El verano está prácticamente a las puertas. Oficialmente comenzará el domingo 21 de junio de 2026, y con él llega una de las temporadas más esperadas en Canadá: días más largos, parques abiertos, festivales, lagos, caminatas, encuentros familiares y esa oportunidad que tanto necesitamos de salir un poco de la rutina. Después de meses de frío, trabajo y preocupaciones, el verano nos invita a mirar el país que tenemos frente a nuestros ojos.
Y quizás este sea un buen momento para hacer una reflexión como comunidad hispana: apoyar a Canadá también significa consumir aquí, viajar aquí, comprar aquí y disfrutar aquí. No siempre hace falta cruzar fronteras para vivir una buena experiencia. Nuestro país tiene ciudades, paisajes, playas, pueblos, parques y rincones maravillosos que también merecen ser descubiertos. Hacer turismo interno es una forma de apoyar la economía local, los pequeños negocios, los restaurantes, los hoteles, los comercios familiares y las comunidades que dependen de esa actividad para seguir adelante.

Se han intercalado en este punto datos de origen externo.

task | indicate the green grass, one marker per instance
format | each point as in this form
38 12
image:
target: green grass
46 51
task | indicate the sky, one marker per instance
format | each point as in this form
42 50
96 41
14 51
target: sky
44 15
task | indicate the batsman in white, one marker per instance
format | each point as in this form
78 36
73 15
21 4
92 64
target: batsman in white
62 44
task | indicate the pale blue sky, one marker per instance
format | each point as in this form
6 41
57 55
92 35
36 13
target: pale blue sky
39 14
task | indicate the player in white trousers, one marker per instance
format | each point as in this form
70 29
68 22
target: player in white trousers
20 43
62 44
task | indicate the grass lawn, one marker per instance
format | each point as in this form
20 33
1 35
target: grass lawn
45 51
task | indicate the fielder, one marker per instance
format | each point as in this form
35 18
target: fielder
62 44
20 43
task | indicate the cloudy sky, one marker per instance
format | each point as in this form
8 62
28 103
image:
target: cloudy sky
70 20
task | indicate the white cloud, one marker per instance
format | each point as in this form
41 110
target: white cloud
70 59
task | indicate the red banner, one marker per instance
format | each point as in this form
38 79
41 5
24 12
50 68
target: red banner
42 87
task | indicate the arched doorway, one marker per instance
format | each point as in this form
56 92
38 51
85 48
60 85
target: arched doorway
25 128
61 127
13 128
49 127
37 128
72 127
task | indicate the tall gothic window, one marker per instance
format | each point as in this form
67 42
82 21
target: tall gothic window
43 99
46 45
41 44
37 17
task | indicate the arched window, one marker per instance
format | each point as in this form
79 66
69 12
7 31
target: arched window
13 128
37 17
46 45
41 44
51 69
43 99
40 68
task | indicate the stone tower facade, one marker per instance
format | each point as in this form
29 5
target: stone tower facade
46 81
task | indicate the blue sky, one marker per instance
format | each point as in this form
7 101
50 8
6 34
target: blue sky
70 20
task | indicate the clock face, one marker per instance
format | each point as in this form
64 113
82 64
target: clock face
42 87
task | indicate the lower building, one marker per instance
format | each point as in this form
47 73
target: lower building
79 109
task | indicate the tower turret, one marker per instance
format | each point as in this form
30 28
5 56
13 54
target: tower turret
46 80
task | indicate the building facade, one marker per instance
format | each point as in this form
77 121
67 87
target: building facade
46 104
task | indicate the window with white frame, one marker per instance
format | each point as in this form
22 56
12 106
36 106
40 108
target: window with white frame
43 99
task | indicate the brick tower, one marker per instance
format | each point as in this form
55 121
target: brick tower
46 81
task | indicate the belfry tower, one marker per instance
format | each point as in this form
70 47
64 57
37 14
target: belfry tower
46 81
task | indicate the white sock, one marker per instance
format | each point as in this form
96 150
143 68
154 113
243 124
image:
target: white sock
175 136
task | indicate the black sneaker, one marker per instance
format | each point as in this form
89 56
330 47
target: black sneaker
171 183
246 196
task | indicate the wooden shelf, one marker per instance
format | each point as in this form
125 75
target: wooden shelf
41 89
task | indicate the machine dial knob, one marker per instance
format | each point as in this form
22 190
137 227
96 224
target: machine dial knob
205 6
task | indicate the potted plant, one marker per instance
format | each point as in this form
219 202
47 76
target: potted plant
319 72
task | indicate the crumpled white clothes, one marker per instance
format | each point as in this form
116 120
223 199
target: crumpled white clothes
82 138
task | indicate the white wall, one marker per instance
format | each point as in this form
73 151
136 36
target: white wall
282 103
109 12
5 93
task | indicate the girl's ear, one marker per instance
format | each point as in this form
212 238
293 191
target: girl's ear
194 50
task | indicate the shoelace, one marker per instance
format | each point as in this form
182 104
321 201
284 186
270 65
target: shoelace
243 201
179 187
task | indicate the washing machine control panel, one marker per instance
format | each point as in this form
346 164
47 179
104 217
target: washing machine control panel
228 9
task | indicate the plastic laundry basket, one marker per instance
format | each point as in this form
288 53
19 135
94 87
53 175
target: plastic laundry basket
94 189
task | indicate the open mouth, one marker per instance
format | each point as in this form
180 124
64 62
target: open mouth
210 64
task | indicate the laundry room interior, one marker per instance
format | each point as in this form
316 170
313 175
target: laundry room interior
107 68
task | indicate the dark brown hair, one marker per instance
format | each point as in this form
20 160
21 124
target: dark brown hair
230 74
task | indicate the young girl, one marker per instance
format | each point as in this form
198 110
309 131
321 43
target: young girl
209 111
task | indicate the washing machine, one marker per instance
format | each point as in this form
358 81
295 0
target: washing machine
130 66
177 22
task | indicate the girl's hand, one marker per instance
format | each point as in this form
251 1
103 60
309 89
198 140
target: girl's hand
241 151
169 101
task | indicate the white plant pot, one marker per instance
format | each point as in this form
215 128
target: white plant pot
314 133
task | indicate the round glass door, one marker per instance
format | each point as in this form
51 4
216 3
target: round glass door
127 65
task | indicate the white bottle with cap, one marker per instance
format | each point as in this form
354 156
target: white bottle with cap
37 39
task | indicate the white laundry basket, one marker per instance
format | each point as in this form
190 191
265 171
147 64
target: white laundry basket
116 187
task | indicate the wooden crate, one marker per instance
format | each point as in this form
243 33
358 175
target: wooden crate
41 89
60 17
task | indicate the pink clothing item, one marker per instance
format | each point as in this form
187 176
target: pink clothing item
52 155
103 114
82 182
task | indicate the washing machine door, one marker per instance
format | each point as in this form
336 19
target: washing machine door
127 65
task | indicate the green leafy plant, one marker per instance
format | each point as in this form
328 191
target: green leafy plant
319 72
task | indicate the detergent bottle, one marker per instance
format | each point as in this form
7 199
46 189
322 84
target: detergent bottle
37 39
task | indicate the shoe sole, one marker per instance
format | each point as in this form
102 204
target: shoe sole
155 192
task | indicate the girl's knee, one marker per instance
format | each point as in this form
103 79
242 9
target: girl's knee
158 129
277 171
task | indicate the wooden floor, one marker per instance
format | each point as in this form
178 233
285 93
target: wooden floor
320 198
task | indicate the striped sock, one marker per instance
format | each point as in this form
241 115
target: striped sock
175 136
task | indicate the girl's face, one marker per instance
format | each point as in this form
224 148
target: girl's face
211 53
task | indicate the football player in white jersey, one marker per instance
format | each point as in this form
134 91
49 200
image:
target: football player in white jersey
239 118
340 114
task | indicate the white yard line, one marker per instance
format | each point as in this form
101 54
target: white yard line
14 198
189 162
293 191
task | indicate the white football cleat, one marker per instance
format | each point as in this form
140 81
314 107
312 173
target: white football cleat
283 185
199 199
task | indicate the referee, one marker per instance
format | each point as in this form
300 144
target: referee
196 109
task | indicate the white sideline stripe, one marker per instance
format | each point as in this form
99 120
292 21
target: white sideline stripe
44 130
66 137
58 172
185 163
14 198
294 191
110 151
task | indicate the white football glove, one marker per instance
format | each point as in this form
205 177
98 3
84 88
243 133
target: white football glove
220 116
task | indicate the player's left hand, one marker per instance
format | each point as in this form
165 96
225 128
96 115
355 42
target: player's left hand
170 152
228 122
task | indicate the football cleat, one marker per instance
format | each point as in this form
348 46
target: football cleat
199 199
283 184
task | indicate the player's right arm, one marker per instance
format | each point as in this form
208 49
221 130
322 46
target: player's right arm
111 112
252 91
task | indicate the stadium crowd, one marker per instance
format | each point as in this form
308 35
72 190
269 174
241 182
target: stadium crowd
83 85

Este año, además, Canadá tiene una razón especial para celebrar. La Copa Mundial de la FIFA 2026 traerá una fiesta global a Norteamérica, y Toronto será parte de esa historia. El 12 de junio de 2026 se jugará en nuestra ciudad el primer partido mundialista masculino en suelo canadiense, con la selección de Canadá como protagonista. Será un momento histórico, no solo para el deporte, sino para todos los que hemos hecho de este país nuestro hogar.
Por eso, más que mirar el Mundial como un evento lejano, deberíamos vivirlo como una oportunidad de encuentro. Celebremos en nuestros restaurantes, apoyemos los negocios locales, reunámonos con amigos, preparemos un buen asado en casa, invitemos a la familia, disfrutemos los partidos y dejemos que la alegría del fútbol nos recuerde que también somos parte de esta historia.
En tiempos económicos difíciles, la unidad importa. Consumir lo nuestro, apoyar a nuestra comunidad y celebrar juntos también es una manera de resistir, agradecer y seguir construyendo país. Porque Canadá no solo se habita: también se vive, se cuida y se celebra.